Note: The graphs involving Mixamo animations can not be directly reproduced, as they need the animations from Mixamo, which cannot be redistributed without permission. You can download those animations from Mixamo and edit the scripts to do so. First search the keyword "idle" in Mixamo, and then extract the following animation clips to BVH.
- Catwalk idle
- Catwalk idle 01
- Catwalk idle 02
- Standing idle
- Idle (the first 5 animations that appear in Mixamo)
- Standard idle
- Unarmed idle 01 (2 animations)
- Warrior idle
- Neutral idle
- Wheelbarrow idle has been discarded because it has a different structure
After putting these 14 animations into a folder named mixamo, you can run createCsvFiles.py again, but just with the last uncommented part, so you calculate forward kinematics on mixamo animations.
Then, run normalizeMixamoCsv.py to normalize all the animations. (You will need the bvh python package: you can install it with pip install bvh)
After this preprocessing, you will be able to run mixamoPlotAngularSpeeds.py and mixamoPlotSpeeds.py, to reproduce the following two graphs from the paper.
These plots need functionalities from sklearn and UMAP to work properly. Install them with pip install scikit-learn, pip install umap-learn. clustering.py also needs the bvhTools package: pip install bvhTools.
The PCA, t-SNE and UMAP plots depicting the lower dimension representation of real and acted instances can be reproduced running the clustering.py script. By changing the mode variable in the top of the script, the user can choose between linear and angular time derivatives. Also, by changing the derivative variable, the user can choose between using speeds, accelerations or jerks.

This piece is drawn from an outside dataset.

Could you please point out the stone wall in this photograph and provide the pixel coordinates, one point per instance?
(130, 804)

The following plots are example PCA, t-SNE and UMAP representations using angular speeds.
PCA
t-SNE
UMAP
The PCA, t-SNE and UMAP plots depicting the lower dimension representation of real, acted and Mixamo instances can be reproduced running the clustering_mixamo.py script. Again, the Mixamo animations have to be downloaded from the mixamo repository, as explained here.
Finally, by changing the derivative variable, the user can choose between using angular speeds, angular accelerations and angular jerks.
The following plots are example PCA, t-SNE and UMAP representations using angular speeds.
PCA
t-SNE
UMAP
The dataset provided in this repository is released under the MIT License.
You are free to use, copy, modify, merge, publish, distribute, sublicense, and/or sell copies of the dataset, under the conditions outlined in the MIT License.
See LICENSE.txt for full license text.
The following videos contain some extracts of the dataset. Would you be able to determine whether each video corresponds to a real or and acted sample?
00.mp4
04.mp4
01.mp4
05.mp4
02.mp4
06.mp4
03.mp4
The first one is an acted sample, the second one a real one, and so on. Aren't they indistinguishable?